An addition is also polymorphic, as the operands may be both of numerical type, both of string type, or one of string type and the other of numerical or boolean type. To support this, define overloads for uc_add() in expr.h. Then generate code to call uc_add() for an addition. You may find std::to_string() useful for converting numerical types to strings. However, you cannot use it for booleans, which should be converted to the strings true or false, not 1 and 0. Instead, you will need to define specific uc_add() overloads for booleans that perform the correct string conversion.

Do not repeat code if not necessary for the overloads in this phase. Instead, use templates where possible. For reference, our solution has two overloads for uc_length_field(), including the one provided in the distribution, and six for uc_add().

You may run into a case where the C++ compiler considers a call to be ambiguous because two or more overloads are equally applicable. In such a case, you can resolve the ambiguity by providing a more specialized overload that will be preferred over the ambiguous ones.

# Phase 6 (Optional): Writing a uC Program¶

Implement a simulation of Conway’s Game of Life in uC. Your implementation should be on a finite grid. Edge cells have fewer neighbors but should otherwise follow the same rules as any other cell.

Complete the implementation of the simulate() function in life.uc. You may define any helper functions and structs you need.

When printing the grid, you should first print a line consisting of $$cols + 2$$ dashes (-). Each row should then start and end with a pipe (|), each live cell should be printed as an asterisk (*), and each dead cell should be printed as a space. Finally, print another line consisting of $$cols + 2$$ dashes followed by another empty line.

We have provided a test case in the main() function and the expected output in life_test.out.
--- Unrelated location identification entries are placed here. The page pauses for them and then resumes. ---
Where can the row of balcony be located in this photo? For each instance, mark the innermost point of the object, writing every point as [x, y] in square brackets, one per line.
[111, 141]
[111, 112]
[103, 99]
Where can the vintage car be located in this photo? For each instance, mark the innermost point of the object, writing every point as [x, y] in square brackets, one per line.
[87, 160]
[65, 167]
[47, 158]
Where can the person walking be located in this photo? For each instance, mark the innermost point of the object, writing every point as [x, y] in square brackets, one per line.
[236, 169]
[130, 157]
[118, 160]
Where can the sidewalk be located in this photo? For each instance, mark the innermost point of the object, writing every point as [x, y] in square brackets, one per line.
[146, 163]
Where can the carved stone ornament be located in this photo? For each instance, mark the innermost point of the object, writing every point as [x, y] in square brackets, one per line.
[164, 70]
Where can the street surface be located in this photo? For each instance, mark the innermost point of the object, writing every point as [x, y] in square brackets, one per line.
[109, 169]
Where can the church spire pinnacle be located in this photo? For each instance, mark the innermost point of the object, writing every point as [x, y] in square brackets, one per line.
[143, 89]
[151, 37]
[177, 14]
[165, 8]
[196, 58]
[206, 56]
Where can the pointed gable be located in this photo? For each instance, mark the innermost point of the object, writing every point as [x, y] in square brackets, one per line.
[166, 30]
Compile and run your code with:

$python3 ucc.py -C life_test.uc$ g++ --std=c++17 -I. -o life.exe life.cpp
$./life.exe  Alternatively, you can use the Makefile to compile and test life.uc: $ make life


This phase is optional and will not be graded.

# Testing and Evaluation¶

We have provided a small number of test cases in the distribution code. However, the given test cases only cover a small number of possible uC constructs, so you should write extensive tests of your own.

We will evaluate your compiler based on whether the generated code is a valid C++ translation whose behavior matches that expected from the uC source. Thus, we will run a valid uC source file through your compiler to produce the output C++ code. For Phases 1, 2, and 3, we will combine your output with our own C++ test code that relies on the output being correct. For Phases 1 and 2, we will compile with g++ -c, without linking, to ensure that the declarations are correct. For Phase 3, our test code will use assert statements to test that your generated type definitions are correct. For Phases 4 and 5, we will compile your generated code with g++, and run it and check that the output matches what is expected.

Your generated C++ code itself does not have to exactly match ours. However, its behavior must match the behavior of our C++ code.

We will not test your compiler with erroneous uC code.

For Phases 4 and 5, we will run your generated code through valgrind to ensure that fields are properly default initialized. The provided Makefile invokes valgrind if it is present. This can be disabled (e.g. if your valgrind installation is broken) by setting VALGRIND="":

\$ make phase5 VALGRIND=""


The grade breakdown for this project is as follows:

• 20% checkpoint

All code that you write for the interpreter must be placed in the files ucbackend.py, ucbase.py, ucexpr.py, ucfunctions.py, ucstmt.py, uctypes.py, or expr.h. We will test all seven files together, so you are free to change interfaces that are internal to these files. You may not change any part of the interface that is used by ucc.py or ucfrontend.py.
Submit all of ucbackend.py, ucbase.py, ucexpr.py, ucfunctions.py, ucstmt.py, uctypes.py, expr.h, and any of your own test files to the autograder before the deadline. We suggest including a README.txt describing how to run your test cases.